Le migliori centrifughe sono uno degli strumenti più semplici per cambiare davvero le abitudini quotidiane, soprattutto quando si avvicina l’estate e cresce la voglia di leggerezza e freschezza. Perché sì, fare il pieno di vitamine diventa più importante, ma anche più facile: bastano un po’ di frutta, qualche verdura e pochi minuti per ottenere succhi freschi, naturali e senza zuccheri aggiunti.
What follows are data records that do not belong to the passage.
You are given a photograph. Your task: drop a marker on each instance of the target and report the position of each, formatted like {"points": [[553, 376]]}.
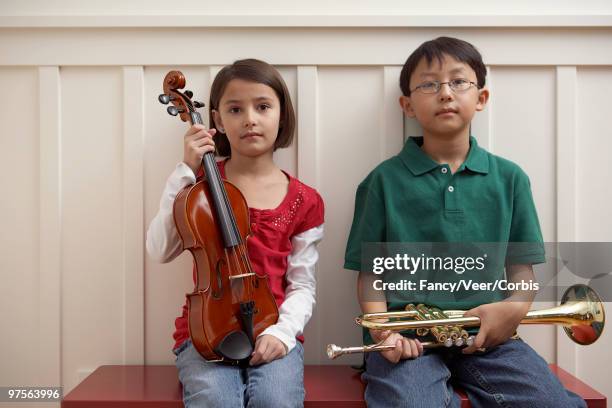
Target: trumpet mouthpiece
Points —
{"points": [[333, 351]]}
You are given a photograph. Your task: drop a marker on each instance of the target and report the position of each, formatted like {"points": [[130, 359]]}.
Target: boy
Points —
{"points": [[443, 187]]}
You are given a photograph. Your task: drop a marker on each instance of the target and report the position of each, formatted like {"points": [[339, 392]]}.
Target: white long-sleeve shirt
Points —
{"points": [[164, 244]]}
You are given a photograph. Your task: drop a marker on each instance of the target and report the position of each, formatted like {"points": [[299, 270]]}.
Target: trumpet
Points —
{"points": [[581, 313]]}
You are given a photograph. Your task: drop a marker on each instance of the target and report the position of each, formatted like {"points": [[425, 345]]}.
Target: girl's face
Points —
{"points": [[249, 114]]}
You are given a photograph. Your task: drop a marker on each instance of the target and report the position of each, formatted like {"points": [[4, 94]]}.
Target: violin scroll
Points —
{"points": [[181, 101]]}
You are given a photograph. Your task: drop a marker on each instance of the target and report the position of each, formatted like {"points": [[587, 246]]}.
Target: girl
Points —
{"points": [[252, 115]]}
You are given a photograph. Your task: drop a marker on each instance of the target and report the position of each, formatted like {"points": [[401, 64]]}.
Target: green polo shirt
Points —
{"points": [[411, 198]]}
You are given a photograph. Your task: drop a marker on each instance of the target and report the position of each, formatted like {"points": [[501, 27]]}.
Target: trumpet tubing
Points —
{"points": [[581, 313]]}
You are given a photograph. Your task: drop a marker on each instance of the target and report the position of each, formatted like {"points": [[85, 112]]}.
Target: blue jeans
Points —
{"points": [[279, 383], [509, 375]]}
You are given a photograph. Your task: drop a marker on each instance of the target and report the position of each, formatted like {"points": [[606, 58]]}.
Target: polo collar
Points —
{"points": [[418, 162]]}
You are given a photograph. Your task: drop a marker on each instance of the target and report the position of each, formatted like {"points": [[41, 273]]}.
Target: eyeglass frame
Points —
{"points": [[439, 87]]}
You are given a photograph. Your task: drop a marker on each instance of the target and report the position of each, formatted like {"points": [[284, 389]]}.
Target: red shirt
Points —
{"points": [[270, 240]]}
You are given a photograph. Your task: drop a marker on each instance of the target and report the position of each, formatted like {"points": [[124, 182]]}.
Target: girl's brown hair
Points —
{"points": [[253, 70]]}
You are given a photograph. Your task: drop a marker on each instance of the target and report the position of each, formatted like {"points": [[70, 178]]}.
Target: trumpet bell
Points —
{"points": [[591, 327]]}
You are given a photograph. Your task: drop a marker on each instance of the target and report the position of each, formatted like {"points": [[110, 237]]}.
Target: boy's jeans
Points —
{"points": [[509, 375], [279, 383]]}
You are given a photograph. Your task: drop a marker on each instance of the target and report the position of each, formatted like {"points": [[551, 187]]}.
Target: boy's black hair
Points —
{"points": [[460, 50]]}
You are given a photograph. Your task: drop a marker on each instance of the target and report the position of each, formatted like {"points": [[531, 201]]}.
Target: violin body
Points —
{"points": [[213, 310], [231, 304]]}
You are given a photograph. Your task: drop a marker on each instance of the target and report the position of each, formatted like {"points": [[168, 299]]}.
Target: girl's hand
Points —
{"points": [[197, 142], [405, 348], [267, 348], [498, 322]]}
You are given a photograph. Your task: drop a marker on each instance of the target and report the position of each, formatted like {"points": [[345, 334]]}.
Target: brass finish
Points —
{"points": [[581, 313]]}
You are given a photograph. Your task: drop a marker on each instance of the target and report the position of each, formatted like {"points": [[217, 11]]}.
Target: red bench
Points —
{"points": [[326, 387]]}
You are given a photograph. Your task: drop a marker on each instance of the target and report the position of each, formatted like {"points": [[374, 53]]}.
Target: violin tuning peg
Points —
{"points": [[163, 98]]}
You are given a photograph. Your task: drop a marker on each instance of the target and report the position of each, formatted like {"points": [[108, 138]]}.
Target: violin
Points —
{"points": [[231, 304]]}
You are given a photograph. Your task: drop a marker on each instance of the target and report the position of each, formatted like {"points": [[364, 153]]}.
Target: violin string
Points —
{"points": [[241, 259]]}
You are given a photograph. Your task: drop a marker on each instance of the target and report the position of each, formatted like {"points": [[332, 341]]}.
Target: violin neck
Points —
{"points": [[223, 210]]}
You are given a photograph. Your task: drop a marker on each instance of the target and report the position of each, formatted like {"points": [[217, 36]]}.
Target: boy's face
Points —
{"points": [[447, 112]]}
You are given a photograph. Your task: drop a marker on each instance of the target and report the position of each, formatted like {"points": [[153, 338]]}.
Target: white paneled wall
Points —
{"points": [[86, 149]]}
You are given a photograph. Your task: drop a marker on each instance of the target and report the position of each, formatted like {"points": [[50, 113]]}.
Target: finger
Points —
{"points": [[204, 142], [472, 312], [419, 347], [414, 350], [399, 350], [478, 343], [194, 129], [260, 348], [409, 349]]}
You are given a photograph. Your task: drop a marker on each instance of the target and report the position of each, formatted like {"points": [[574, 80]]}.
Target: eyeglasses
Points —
{"points": [[456, 85]]}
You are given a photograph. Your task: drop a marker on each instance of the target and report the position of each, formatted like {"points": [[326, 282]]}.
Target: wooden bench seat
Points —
{"points": [[326, 387]]}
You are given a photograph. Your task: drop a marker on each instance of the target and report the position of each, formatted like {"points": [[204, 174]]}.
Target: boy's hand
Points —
{"points": [[404, 348], [197, 141], [267, 348], [498, 322]]}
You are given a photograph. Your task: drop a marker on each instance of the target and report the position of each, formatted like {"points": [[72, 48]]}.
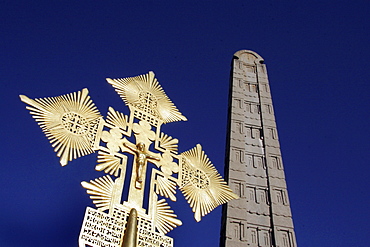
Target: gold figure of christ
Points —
{"points": [[141, 159]]}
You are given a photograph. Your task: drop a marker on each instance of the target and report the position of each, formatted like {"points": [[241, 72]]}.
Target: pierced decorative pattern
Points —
{"points": [[168, 143], [144, 93], [101, 190], [201, 184], [165, 187], [75, 128], [69, 121]]}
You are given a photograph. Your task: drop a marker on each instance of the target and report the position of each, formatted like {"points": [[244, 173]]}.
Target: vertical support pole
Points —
{"points": [[130, 236]]}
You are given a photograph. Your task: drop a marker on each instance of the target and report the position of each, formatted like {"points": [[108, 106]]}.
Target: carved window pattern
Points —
{"points": [[254, 237], [281, 197], [258, 162], [285, 239], [239, 155], [251, 194], [266, 238], [252, 88], [276, 162], [249, 159], [239, 189], [262, 196], [272, 133], [268, 109]]}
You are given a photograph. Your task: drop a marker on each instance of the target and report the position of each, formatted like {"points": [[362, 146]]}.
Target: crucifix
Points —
{"points": [[75, 128], [142, 156]]}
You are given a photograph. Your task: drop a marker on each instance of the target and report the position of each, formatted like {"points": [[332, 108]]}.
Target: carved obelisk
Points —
{"points": [[254, 168]]}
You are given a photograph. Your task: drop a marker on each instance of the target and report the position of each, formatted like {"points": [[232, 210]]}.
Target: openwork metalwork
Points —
{"points": [[75, 128]]}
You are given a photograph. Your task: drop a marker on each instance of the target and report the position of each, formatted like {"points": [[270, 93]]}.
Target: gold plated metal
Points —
{"points": [[130, 145], [130, 237]]}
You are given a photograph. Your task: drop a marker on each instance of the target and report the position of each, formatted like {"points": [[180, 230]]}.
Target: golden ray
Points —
{"points": [[144, 93], [70, 122], [166, 187], [201, 184], [109, 163], [117, 119], [168, 143]]}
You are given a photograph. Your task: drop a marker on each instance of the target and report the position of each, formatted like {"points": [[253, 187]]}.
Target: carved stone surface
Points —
{"points": [[254, 168]]}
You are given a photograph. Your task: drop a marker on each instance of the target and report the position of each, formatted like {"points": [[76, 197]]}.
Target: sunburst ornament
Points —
{"points": [[69, 121], [144, 93], [201, 184], [75, 128]]}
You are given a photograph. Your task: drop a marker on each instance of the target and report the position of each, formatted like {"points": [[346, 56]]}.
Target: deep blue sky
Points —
{"points": [[317, 59]]}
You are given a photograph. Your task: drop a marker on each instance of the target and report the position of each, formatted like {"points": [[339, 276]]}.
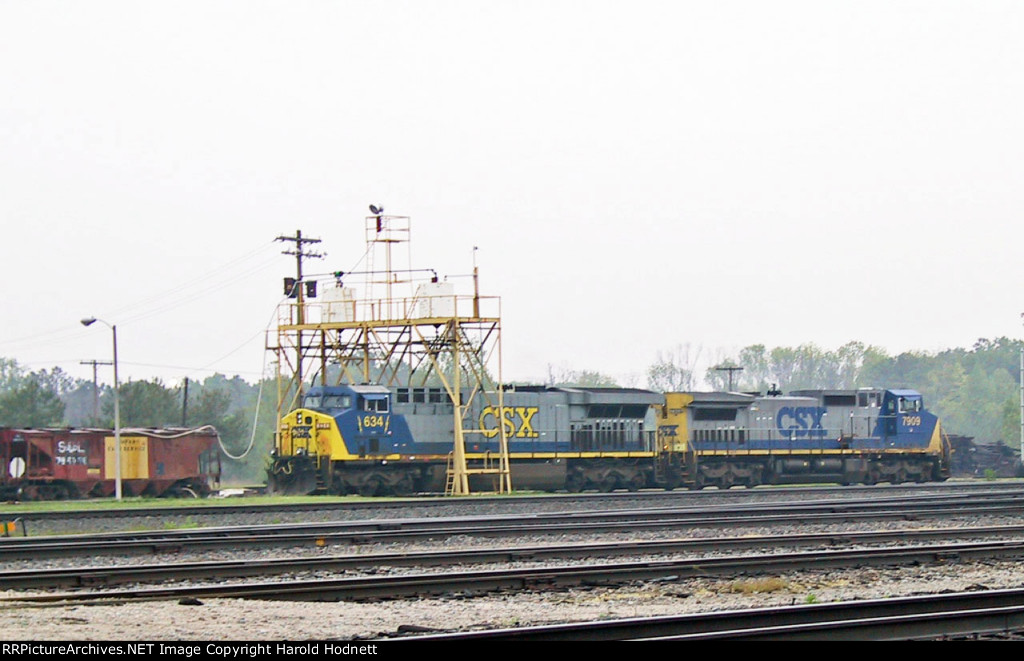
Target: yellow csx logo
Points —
{"points": [[516, 421]]}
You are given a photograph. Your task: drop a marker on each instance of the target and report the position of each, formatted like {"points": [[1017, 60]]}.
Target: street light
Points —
{"points": [[117, 406]]}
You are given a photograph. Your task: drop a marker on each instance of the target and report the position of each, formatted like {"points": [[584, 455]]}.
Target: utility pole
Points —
{"points": [[730, 369], [184, 405], [95, 387], [299, 254]]}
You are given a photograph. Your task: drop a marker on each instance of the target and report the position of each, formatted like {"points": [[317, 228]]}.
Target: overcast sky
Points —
{"points": [[637, 176]]}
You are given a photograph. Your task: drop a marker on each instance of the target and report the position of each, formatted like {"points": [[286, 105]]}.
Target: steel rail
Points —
{"points": [[51, 578], [430, 501], [983, 613], [481, 581], [357, 532]]}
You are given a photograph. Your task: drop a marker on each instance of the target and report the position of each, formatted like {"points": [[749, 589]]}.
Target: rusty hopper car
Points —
{"points": [[56, 464]]}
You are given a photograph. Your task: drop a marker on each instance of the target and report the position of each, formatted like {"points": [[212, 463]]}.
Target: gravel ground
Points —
{"points": [[251, 620]]}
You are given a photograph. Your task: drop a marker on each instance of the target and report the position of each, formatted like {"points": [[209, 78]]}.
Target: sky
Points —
{"points": [[635, 177]]}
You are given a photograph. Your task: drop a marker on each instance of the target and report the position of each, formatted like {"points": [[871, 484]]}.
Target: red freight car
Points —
{"points": [[54, 464]]}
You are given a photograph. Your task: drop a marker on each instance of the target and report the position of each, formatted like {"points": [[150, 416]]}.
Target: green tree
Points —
{"points": [[673, 370], [32, 403], [144, 403]]}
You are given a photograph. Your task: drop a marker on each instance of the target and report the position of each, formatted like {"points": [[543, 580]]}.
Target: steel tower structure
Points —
{"points": [[397, 326]]}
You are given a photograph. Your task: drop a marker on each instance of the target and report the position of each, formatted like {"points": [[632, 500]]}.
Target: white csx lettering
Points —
{"points": [[524, 428]]}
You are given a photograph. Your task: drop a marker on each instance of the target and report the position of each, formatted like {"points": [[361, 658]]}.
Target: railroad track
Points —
{"points": [[209, 508], [470, 582], [984, 615], [54, 578], [368, 531]]}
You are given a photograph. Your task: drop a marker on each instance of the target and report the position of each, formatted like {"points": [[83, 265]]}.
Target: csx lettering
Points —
{"points": [[797, 422], [524, 428], [67, 447]]}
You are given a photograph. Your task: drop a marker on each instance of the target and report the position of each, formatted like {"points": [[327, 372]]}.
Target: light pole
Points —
{"points": [[117, 406]]}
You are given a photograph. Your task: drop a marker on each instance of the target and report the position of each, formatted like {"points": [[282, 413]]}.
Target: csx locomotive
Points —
{"points": [[374, 440]]}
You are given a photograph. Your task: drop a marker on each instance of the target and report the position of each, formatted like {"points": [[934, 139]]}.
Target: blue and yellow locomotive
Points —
{"points": [[374, 440], [846, 436]]}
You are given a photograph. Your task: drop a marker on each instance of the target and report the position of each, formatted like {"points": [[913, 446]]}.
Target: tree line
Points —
{"points": [[975, 392]]}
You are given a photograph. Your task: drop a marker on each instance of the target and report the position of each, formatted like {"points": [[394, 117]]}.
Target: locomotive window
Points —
{"points": [[716, 414], [376, 405], [909, 405], [337, 401]]}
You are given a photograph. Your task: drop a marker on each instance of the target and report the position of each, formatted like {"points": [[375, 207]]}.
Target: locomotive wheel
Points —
{"points": [[404, 486], [370, 487]]}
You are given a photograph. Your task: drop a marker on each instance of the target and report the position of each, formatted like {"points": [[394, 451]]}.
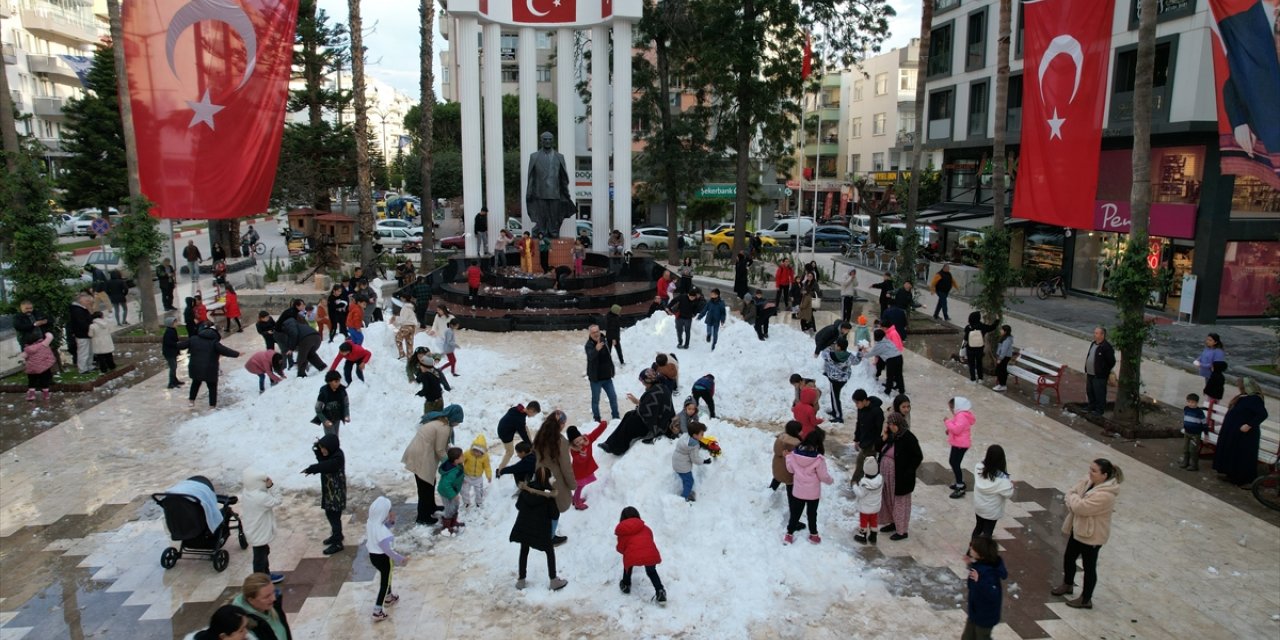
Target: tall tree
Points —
{"points": [[906, 254], [1132, 280], [96, 173]]}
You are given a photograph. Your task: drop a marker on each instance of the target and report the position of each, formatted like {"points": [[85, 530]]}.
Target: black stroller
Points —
{"points": [[184, 517]]}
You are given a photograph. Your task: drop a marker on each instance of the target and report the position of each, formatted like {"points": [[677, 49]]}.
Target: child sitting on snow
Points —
{"points": [[635, 544], [475, 465]]}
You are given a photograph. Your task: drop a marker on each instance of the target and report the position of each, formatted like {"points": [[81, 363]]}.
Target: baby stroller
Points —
{"points": [[188, 510]]}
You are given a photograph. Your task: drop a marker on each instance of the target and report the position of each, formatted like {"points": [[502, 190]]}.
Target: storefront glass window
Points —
{"points": [[1249, 274]]}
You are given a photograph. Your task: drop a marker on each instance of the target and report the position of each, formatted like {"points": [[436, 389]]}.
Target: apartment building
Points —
{"points": [[42, 42], [1220, 229]]}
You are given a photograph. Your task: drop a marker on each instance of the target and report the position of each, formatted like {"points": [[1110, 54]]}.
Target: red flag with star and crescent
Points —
{"points": [[1068, 45], [209, 85]]}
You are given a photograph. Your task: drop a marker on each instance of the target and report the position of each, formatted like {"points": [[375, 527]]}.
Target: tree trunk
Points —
{"points": [[142, 270], [425, 132], [906, 251], [364, 178], [1133, 304]]}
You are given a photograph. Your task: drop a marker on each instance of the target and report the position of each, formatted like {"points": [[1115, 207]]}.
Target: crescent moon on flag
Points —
{"points": [[535, 12], [214, 10], [1061, 45]]}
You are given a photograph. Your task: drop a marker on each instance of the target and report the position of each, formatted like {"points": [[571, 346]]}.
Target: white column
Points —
{"points": [[599, 135], [528, 59], [566, 96], [469, 96], [621, 136], [494, 192]]}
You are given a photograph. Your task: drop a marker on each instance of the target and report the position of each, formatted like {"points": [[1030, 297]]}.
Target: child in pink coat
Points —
{"points": [[959, 426]]}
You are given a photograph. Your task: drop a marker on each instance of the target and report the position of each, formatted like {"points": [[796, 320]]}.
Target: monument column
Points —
{"points": [[469, 95], [493, 187], [600, 136], [526, 56], [566, 99], [621, 135]]}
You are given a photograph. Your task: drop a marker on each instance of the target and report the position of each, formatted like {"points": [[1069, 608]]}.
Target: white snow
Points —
{"points": [[725, 566]]}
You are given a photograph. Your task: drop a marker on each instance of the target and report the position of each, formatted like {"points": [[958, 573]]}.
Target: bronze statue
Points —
{"points": [[548, 199]]}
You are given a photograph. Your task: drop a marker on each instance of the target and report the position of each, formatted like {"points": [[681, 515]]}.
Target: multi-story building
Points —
{"points": [[41, 41], [1221, 229]]}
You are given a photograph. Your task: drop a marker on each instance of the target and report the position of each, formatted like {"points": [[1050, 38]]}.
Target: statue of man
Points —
{"points": [[548, 200]]}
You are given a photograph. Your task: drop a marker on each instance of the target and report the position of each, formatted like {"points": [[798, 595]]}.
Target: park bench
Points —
{"points": [[1269, 447], [1046, 374]]}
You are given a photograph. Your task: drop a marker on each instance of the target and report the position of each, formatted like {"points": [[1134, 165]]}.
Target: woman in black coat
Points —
{"points": [[650, 419], [205, 348], [533, 529]]}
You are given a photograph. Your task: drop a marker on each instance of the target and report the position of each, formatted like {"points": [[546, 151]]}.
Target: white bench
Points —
{"points": [[1269, 447], [1046, 374]]}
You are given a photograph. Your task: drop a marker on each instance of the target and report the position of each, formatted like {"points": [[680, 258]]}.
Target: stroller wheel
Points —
{"points": [[220, 560], [169, 557]]}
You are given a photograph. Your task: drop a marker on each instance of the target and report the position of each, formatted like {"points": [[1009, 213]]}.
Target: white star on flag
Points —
{"points": [[1055, 126], [204, 112]]}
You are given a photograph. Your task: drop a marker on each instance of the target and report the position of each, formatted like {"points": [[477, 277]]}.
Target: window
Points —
{"points": [[976, 41], [940, 51], [978, 100]]}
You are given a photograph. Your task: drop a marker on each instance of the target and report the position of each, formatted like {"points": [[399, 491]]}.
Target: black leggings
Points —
{"points": [[383, 563], [524, 561], [1089, 556], [650, 570]]}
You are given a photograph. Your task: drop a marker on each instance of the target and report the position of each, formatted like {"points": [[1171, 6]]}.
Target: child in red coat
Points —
{"points": [[635, 544], [584, 460]]}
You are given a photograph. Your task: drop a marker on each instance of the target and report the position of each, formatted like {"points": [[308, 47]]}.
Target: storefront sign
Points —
{"points": [[1168, 219]]}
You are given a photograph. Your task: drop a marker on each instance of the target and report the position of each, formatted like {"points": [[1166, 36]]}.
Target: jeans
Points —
{"points": [[1088, 554], [595, 398], [686, 483]]}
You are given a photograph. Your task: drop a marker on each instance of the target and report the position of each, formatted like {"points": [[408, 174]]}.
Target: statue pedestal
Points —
{"points": [[561, 252]]}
Niente conservanti, niente ingredienti nascosti, solo combinazioni che si possono adattare ai propri gusti e alle proprie esigenze, dall’idratazione quotidiana al supporto per pelle e abbronzatura. E con il caldo che arriva, avere un’alternativa veloce e sana alle solite bevande zuccherate non è un dettaglio da poco. In un panorama in cui gli estrattori hanno guadagnato molta attenzione, le centrifughe continuano a essere una scelta concreta per chi cerca immediatezza: sono più veloci, più intuitive e spesso anche più facili da gestire nella pulizia. Inserisci gli ingredienti, avvii il motore e il succo è pronto. Ecco i migliori modelli e come sceglierli.

Come funzionano le centrifughe

Le centrifughe sono particolarmente apprezzate da chi ci tiene a seguire un’alimentazione sana e, come suggerisce il nome stesso, basano parte delle loro capacità estrattive sul principio della forza centrifuga – lo stesso utilizzato dalle lavatrici. Le lame che sminuzzano frutta e verdura sono alimentate da un motore che ruota a velocità elevatissime – e qui troviamo la grande differenza rispetto agli estrattori che separano succo e polpa con un lento processo di spremitura meccanica a freddo.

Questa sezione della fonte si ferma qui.